There’s not much to add here. I’m glad to see crooks like this get very lengthy terms. Identity theft is miserable for the victims, and many victims did nothing wrong and are victimized. Now, if the IRS could start fully assisting victims instead of putting them through the wringer….

If You Want to Go to ClubFed…

Sunday, June 5th, 2016

…The simplest, fastest, and easiest method (via the tax world) is to withhold employment taxes and not remit them to the IRS. This is always investigated. But at least once a month I see yet another example.

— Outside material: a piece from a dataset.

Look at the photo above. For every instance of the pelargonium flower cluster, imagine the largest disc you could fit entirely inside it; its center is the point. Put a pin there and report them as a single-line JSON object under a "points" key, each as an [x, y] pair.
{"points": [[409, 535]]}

Take the case of Bernard Haag of Piedmont, South Dakota. Mr. Haag was the president and sole stockholder of a corporation, and the sole member of a limited liability company. Through these entities he owned a day care facility. So far, so good. He withheld taxes from his employees’ wages. And as the Department of Justice press release notes, “…[He] willfully failed to pay over those taxes to the United States for all of 2005 through 2011, and three quarters of 2012. Haag also willfully failed to pay the employer’s portion of taxes on wages paid to employees of Big Dog and Concept Development for all of 2005 to 2012. Rather than paying over the taxes, Haag used a portion of the withholdings for his own personal use.”

Adding to his misery he filed for bankruptcy, and also was convicted of concealment of bankruptcy assets. In total, he got 18 months at ClubFed and must make restitution of over $300,000. A helpful hint that I’ve repeated for over ten years: Don’t do this! You will get caught.